I took a deep breath and said, “Yes, Sergeant. After all, the worst shock is already over with.”
“You might not say that after you hear it all. Anyway, he’s dead now.”
“Rob is, yes. But M. Coffield is still alive. And if you want to keep me on my guard against him, I think you’d better tell me all your reasons.”
She sighed. “All I can really back up with hard data is that Rob Grove, then S.—for Sherman—Scarpio Scarpini, had tried to buy the Sicilian Vespers restaurant from its original owner, a certain Altruzzia Carter Da Vinci, several months before the alleged botulism outbr
eak; that a week before that outbreak, he was seen going into Jan Caulfield Jansen’s Nostrum Shop by the back door; that the old Sicilian Vespers was closed down because of the outbreak, which was when Scarpini bought it, remodeled it, and reopened it as the Epicures’ Palace—all by the time the Evanston Police decided they wanted to see Jansen.

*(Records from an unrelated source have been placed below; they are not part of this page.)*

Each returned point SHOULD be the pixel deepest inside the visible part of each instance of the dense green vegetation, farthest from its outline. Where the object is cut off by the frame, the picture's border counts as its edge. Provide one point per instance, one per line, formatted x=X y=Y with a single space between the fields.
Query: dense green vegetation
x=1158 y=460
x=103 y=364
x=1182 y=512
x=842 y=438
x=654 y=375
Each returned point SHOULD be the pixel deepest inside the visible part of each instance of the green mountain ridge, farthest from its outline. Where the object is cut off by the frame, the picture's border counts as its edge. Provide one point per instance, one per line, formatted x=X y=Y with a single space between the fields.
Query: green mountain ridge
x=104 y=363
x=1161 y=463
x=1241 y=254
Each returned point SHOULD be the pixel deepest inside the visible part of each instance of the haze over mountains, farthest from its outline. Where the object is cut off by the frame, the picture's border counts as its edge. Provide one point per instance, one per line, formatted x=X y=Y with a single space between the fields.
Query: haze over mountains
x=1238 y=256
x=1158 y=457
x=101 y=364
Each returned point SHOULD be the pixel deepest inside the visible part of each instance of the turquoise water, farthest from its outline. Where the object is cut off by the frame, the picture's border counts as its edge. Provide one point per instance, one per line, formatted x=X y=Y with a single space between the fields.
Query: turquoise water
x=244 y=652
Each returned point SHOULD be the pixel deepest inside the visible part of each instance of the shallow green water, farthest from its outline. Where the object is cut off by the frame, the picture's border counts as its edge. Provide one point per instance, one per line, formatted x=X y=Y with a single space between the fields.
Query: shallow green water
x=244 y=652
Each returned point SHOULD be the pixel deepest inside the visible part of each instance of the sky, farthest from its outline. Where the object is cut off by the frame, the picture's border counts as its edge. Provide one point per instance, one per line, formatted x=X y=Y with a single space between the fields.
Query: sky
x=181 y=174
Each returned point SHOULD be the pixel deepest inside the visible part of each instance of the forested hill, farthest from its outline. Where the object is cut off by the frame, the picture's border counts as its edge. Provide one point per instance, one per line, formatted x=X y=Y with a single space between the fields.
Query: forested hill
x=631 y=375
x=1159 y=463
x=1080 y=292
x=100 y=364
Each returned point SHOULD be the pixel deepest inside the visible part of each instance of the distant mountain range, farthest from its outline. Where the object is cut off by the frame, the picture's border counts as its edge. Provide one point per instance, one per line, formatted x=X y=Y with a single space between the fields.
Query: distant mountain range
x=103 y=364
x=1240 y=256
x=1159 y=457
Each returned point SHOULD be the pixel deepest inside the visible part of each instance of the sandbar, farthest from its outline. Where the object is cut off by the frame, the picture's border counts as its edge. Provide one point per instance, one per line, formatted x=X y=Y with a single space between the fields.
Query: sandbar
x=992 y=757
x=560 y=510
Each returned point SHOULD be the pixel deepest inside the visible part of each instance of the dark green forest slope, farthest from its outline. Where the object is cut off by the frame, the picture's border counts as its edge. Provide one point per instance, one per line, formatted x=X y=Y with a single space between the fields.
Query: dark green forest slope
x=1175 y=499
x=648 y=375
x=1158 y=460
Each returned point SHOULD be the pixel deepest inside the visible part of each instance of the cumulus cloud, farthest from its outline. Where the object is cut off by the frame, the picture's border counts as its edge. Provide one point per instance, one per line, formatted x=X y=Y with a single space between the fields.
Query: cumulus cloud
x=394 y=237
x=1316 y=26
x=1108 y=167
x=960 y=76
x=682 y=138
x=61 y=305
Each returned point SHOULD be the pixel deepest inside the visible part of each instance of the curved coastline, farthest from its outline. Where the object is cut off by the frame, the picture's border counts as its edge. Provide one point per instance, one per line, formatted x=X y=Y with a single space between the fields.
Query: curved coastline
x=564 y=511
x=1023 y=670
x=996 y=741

That by April of Twenty-eight the restaurant was closed down again and Scarpini on trial for having caused the supposed botulism by bribing Da Vinci’s cook to spike the daily special with a virulent drug allegedly obtained from Caulfield’s Nostrum Shop; that Scarpini was found guilty and drew a five-year prison sentence. There were a dozen editorials and a hundred letters to editors complaining how outrageously light that sentence was, but apparently the guilty verdict wasn’t quite as rapid and resounding as it might have been, or maybe the judge really had been bribed the way a number of the letters suggested. And that they never could find Jan Caulfield Jansen, either in time to testify at Scarpini’s trial or later.”
“My Lord!” I breathed.
“Most of that is in Scarpini’s trial transcript. The neatest way I’ve found so far to fit it together is ... I’m sorry, Tommi…blackmail. Maybe Scarpini already had something on Caulfield to blackmail him into providing the drug to cause the false botulism. Anyway, he obviously had something on him in Marltown.”
“Couldn’t Caulfield have been blackmailing Rob?” I asked, though I hated it about as much one way as the other.
“Scarpini had already paid his ‘debt to society,’ even if the price they charged him had been on the light side. There was a lot of that going around in the Twenties…too much,” she admitted regretfully. “But Caulfield-Coffield could still be ruined. Besides losing his pharmacist’s license, he could conceivably go to prison if they could work those near-deaths into some kind of attempted homicide charge, and sentences tend to be a lot longer nowadays. I guess that even a few years were enough to slim Scarpini down, but when they released him they were still being tolerant enough about Twenties crimes to let him change his name and bury his past. Getting it uncovered might hurt Rob Grove, but not nearly as much as it’d hurt Arlington Coffield, who managed to change identities without being laundered through the prison system. Which would’ve cost him his pharmacy career anyway. The legal authorities seem to have just let Caulfield’s case slide through along with a million other little fish of the Twenties, but the medical authorities would still boot him out of his profession quick enough, so if Scarpini tracked Caulfield here to Marltown in order to blackmail him, that could give Coffield one humongous motive for erasing Rob Grove.”